Unlike plain LoRA releases, UniMVU checkpoints also include `non_lora_trainables.bin` for the extra modality-gating modules. Use the UniMVU loader instead of a PEFT-only `PeftModel.from_pretrained(...)` workflow.

[arXiv](#)

## Release Contents

| Folder | Scale | Type | Task(s) | Base model |
| --- | --- | --- | --- | --- |
| `unimvu_0.5B_avqa` | 0.5B | Single-task | AVQA | `lmms-lab/llava-onevision-qwen2-0.5b-ov` |
| `unimvu_0.5B_avsd` | 0.5B | Single-task | AVSD | `lmms-lab/llava-onevision-qwen2-0.5b-ov` |
| `unimvu_0.5B_music_avqa` | 0.5B | Single-task | Music-AVQA | `lmms-lab/llava-onevision-qwen2-0.5b-ov` |
| `unimvu_0.5B_scanqa` | 0.5B | Single-task | ScanQA | `lmms-lab/llava-onevision-qwen2-0.5b-ov` |
| `unimvu_0.5B_sqa3d` | 0.5B | Single-task | SQA3D | `lmms-lab/llava-onevision-qwen2-0.5b-ov` |
| `unimvu_7B_avqa` | 7B | Single-task | AVQA | `lmms-lab/llava-onevision-qwen2-7b-ov` |
| `unimvu_7B_avsd` | 7B | Single-task | AVSD | `lmms-lab/llava-onevision-qwen2-7b-ov` |
| `unimvu_7B_music_avqa` | 7B | Single-task | Music-AVQA | `lmms-lab/llava-onevision-qwen2-7b-ov` |
| `unimvu_7B_scanqa` | 7B | Single-task | ScanQA | `lmms-lab/llava-onevision-qwen2-7b-ov` |
| `unimvu_7B_sqa3d` | 7B | Single-task | SQA3D | `lmms-lab/llava-onevision-qwen2-7b-ov` |
| `unimvu_uni_0.5B` | 0.5B | Unified | Mixed multi-task release | `lmms-lab/llava-onevision-qwen2-0.5b-ov` |
| `unimvu_uni_7B` | 7B | Unified | Mixed multi-task release | `lmms-lab/llava-onevision-qwen2-7b-ov` |

The default upload manifest publishes only the final release files:

- `adapter_config.json`
- `adapter_model.safetensors`
- `config.json`
- `non_lora_trainables.bin`

Intermediate `checkpoint-*` folders inside `unimvu_uni_0.5B` are training snapshots and are excluded from the default Hugging Face upload.

## Requirements

Use these checkpoints with the open-source [UniMVU GitHub repository](#) and install the dependencies from that repo:

```bash
git clone <UniMVU GitHub repo>
cd UniMVU
pip install -r requirements.txt
pip install huggingface_hub peft
```

Download the checkpoint folder you need from this repository, then point the UniMVU evaluation scripts to it with `--model-path`.

## Usage

These checkpoints are intended to be used together with the [UniMVU GitHub repository](#).

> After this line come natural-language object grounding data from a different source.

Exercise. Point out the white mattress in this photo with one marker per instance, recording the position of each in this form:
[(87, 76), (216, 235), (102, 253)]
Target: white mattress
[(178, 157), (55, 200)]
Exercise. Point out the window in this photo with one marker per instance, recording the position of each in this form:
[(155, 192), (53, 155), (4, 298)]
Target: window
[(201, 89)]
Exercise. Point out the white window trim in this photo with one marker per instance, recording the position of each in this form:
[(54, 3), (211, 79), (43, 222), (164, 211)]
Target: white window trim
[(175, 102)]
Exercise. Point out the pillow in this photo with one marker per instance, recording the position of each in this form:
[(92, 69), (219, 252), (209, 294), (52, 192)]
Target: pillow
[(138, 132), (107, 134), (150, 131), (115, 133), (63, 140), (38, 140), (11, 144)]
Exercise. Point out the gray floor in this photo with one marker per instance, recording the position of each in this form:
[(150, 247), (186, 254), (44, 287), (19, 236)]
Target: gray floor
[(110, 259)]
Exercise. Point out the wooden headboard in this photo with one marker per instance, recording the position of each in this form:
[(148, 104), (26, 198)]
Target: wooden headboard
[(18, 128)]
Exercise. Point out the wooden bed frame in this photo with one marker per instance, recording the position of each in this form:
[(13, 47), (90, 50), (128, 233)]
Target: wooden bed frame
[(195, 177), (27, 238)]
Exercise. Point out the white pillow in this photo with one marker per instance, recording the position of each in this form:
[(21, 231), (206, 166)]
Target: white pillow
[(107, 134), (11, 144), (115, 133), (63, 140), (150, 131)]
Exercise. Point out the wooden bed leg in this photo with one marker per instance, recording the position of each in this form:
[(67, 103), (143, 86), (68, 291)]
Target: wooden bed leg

1. Clone the UniMVU repository and install its dependencies.
2. Download the checkpoint subfolder you want from this Hugging Face repo.
3. Set the downloaded folder as `--model-path` in the UniMVU evaluation scripts.
4. Run the appropriate UniMVU evaluation entry point for your task.

## Loader Mapping

| Release family | `model_type` | `model_arg_name` | `model_base` |
| --- | --- | --- | --- |
| Single-task 0.5B adapters | `unimvu` | `VideoFeatModelArgumentsUniMVU` | `lmms-lab/llava-onevision-qwen2-0.5b-ov` |
| Single-task 7B adapters | `unimvu` | `VideoFeatModelArgumentsUniMVU_7B` | `lmms-lab/llava-onevision-qwen2-7b-ov` |
| Unified 0.5B adapter | `unimvu_uni` | `VideoFeatModelArgumentsUniMVU_Uni` | `lmms-lab/llava-onevision-qwen2-0.5b-ov` |
| Unified 7B adapter | `unimvu_uni` | `VideoFeatModelArgumentsUniMVU_Uni_7B` | `lmms-lab/llava-onevision-qwen2-7b-ov` |

## Evaluation Entry Points

- Use `scripts/*_eval_*.sh` and `unified_eval.py` in the UniMVU repository for AVQA, AVSD, Music-AVQA, ScanQA, and SQA3D.
- Use `lmms_eval_start.py` in the UniMVU repository for MVBench-style evaluation.

## License

The released adapters depend on third-party base models and should be used in compliance with the licenses of:

- `lmms-lab/llava-onevision-qwen2-0.5b-ov`
- `lmms-lab/llava-onevision-qwen2-7b-ov`

Please also follow the usage terms of the downstream datasets and features used in evaluation.

## Citation

If you use UniMVU in your work, please cite:

```bibtex
@inproceedings{ding2026unimvu,
  title={Not All Modalities Are Equal: Instruction-Aware Gating for Multimodal Videos},
  author={Ding, Bonan and Nawaz, Umair and Khan, Ufaq and Shaker, Abdelrahman M. and Khan, Muhammad Haris and Cao, Jiale and Xie, Jin and Khan, Fahad Shahbaz},
  booktitle={Proceedings of the IEEE/CVF Conference on Computer Vision and Pattern Recognition},
  year={2026}
}
```

## Acknowledgements

UniMVU builds on the open-source ecosystem around PAVE, Qwen2, LLaVA-OneVision, LMMS-Eval, PEFT, and Transformers.